A Primer on Cookies in Web Analytics
Some of you may have noticed that I don’t blog as much as some of my colleagues (not to mention any names, but this one, this one, or this one). The main reason is that I’m a total nerd (just ask my wife), but in a way that is different from most analytics professionals. I don’t spend all day in the data – I spend all data writing code. And it’s often hard to translate code into entertaining blog posts, especially for the folks that tend to spend a lot of time reading what my partners have to say.
What is a cookie?
From the most reliable and trusted source on the Internet, a cookie is defined as:
a small piece of data sent from a website and stored in a user’s browser while the user is browsing that website
I disagree with a few key points in that definition:
- A cookie can be sent from a website (i.e. a web server), but it can also be set or manipulated in the browser once the page has loaded in the browser and communication has more-or-less stopped with the server.
- Cookies are stored in a user’s browser – but the duration of this storage can (and usually does) last beyond the time the user browses that website.
So let’s start by redefining what a cookie is – or at least my opinion of what a cookie is: A cookie is a small piece of data about a website, as well as the user browsing that website. It is stored in the user’s browser for an amount of time determined by the code used to set the cookie, and can be set and modified either on the server or in the browser. There are several important attributes to a cookie:
- A name: This is a friendly name for the cookie, usually reflecting what data it is storing (like a username, or a preferred content language).

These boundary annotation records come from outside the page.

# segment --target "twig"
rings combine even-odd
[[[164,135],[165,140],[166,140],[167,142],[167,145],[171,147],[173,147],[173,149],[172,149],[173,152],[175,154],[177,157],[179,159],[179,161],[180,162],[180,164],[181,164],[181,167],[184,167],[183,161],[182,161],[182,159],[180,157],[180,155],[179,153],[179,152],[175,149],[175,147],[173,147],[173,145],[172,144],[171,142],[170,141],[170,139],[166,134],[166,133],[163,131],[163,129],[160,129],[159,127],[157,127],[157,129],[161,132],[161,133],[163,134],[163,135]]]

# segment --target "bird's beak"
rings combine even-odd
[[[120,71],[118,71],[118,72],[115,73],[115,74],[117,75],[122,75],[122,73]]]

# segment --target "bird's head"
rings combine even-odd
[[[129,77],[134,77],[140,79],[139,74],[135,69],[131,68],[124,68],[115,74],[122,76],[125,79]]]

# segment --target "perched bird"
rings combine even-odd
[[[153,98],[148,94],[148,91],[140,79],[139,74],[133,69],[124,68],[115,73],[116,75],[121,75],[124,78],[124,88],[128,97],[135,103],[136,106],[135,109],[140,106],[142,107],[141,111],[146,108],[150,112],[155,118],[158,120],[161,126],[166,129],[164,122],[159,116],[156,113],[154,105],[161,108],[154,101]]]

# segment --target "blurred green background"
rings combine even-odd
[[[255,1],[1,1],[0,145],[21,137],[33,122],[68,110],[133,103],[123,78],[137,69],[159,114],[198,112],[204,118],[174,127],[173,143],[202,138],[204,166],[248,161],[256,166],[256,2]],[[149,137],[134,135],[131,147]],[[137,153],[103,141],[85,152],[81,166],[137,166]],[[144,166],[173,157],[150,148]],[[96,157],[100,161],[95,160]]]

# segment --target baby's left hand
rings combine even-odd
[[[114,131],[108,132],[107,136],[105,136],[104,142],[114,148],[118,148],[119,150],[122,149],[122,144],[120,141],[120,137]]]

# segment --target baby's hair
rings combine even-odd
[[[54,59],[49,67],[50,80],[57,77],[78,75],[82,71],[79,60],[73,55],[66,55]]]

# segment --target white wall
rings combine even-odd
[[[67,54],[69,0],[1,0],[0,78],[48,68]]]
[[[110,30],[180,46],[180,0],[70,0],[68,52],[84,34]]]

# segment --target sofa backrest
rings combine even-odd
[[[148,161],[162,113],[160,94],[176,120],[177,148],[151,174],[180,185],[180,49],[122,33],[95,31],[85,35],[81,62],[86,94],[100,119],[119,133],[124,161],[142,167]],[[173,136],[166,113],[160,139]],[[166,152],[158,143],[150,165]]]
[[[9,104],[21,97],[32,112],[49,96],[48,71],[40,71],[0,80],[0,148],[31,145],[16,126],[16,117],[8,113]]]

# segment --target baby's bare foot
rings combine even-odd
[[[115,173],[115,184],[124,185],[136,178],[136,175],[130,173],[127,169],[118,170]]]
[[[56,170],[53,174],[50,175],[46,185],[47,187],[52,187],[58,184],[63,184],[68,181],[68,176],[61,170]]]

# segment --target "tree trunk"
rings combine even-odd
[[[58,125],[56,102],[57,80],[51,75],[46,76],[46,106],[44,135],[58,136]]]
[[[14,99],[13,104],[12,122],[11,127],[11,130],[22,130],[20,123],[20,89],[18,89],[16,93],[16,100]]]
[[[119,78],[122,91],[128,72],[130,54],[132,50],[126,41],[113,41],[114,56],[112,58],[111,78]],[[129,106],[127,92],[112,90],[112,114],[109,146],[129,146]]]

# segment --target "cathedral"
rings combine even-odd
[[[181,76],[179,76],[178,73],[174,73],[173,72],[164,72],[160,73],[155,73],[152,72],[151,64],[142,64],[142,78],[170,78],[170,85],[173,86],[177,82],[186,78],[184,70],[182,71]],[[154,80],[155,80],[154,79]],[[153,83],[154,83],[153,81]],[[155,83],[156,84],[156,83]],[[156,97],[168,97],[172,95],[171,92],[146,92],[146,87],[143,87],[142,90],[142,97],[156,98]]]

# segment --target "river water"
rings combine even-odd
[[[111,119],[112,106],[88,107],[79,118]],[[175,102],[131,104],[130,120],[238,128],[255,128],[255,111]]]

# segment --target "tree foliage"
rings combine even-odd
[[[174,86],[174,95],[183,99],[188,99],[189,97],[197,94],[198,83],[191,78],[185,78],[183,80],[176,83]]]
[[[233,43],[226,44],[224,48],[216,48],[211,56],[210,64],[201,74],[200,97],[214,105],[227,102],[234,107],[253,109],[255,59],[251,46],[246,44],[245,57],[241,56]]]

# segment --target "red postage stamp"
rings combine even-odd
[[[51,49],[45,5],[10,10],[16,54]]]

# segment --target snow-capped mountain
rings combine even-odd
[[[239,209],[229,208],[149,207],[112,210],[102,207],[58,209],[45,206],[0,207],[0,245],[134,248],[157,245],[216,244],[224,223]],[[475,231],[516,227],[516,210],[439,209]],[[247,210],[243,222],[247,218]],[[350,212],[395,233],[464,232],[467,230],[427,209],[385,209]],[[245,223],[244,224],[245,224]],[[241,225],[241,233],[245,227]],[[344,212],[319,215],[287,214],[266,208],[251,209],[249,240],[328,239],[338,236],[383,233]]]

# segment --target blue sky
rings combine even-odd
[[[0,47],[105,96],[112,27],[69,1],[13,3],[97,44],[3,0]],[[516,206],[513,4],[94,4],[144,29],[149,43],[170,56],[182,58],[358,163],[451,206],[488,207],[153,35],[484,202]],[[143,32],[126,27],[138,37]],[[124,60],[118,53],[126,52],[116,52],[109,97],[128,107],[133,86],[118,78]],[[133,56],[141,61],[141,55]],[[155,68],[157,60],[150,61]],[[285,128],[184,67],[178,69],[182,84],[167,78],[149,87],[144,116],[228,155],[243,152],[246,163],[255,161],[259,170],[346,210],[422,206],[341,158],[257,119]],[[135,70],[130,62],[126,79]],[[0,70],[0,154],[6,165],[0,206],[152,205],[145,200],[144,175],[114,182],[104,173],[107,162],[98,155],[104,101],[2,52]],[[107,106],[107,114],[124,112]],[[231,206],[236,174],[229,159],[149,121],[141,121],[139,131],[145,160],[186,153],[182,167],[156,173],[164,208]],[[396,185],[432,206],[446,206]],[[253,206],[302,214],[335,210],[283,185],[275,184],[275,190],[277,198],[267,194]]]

- A value: This is the actual data to be stored, and is always a string – but it could contain a numeric string, or JSON data converted to a string, or any type of data that can easily be converted from a string to some other format.
- An expiration date/time: This is a readable UTC date string (not a timestamp). If this date is omitted, the cookie expires when the browser closes (i.e. a session cookie). If the date is included, the cookie is persistent.
- A domain: This is the website in which the cookie has scope (meaning where it can be read and written). For example, on my blog I can set a cookie that has scope of webanalyticsdemystified.com or josh.webanalyticsdemystified.com. I cannot set a cookie that has scope of adam.webanalyticsdemystified.com, or for any other website.
- A path: Once the domain has been specified, I can also choose to restrict it to a certain path or directory on my website – like maybe only anything in /products. The path is rarely specified.
A day in the life of a cookie
You may use a tool like Firebug to inspect your cookies, and be familiar with seeing cookies represented like this:
However, you may be less familiar with what a cookie actually “looks” like. But it’s just a string that is saved as a text file somewhere in your browser’s application data (you can find these text files if you search for where your browser’s cache is located on your computer). For the same example above, the text string looks something like this:
So lets take a deep dive into this particular cookie and how it ends up being available for your analytics tools to use. This cookie gives me a unique user ID on my blog. It is set to expire on the last day of 2014, and has scope anywhere on my blog domain. But what led to this cookie showing up in the list of cookies in my browser?
This issue of cookie scope is a particularly tricky topic, so let’s take a closer look. Because I set my cookie with the scope of josh.webanalyticsdemystified.com, it will be included any time one of my blog posts is served. But if I set it with the scope of webanalyticsdemytified.com, it will be included for any of my partners’ posts as well – because we all share that top-level domain. I cannot set my cookie with any other scope – I can use my subdomain or the top-level domain – but other subdomains or other domains (like google.com) are not allowed. And my code will never be allowed to read cookies on those other domains, either. The same is true of the “path” component of a cookie as well – so you can see how path and domain combine to limit which cookies a a site can read, and which ones it cannot read. They essentially act as a bouncer, controlling which parts of this big party called the web my site has access to.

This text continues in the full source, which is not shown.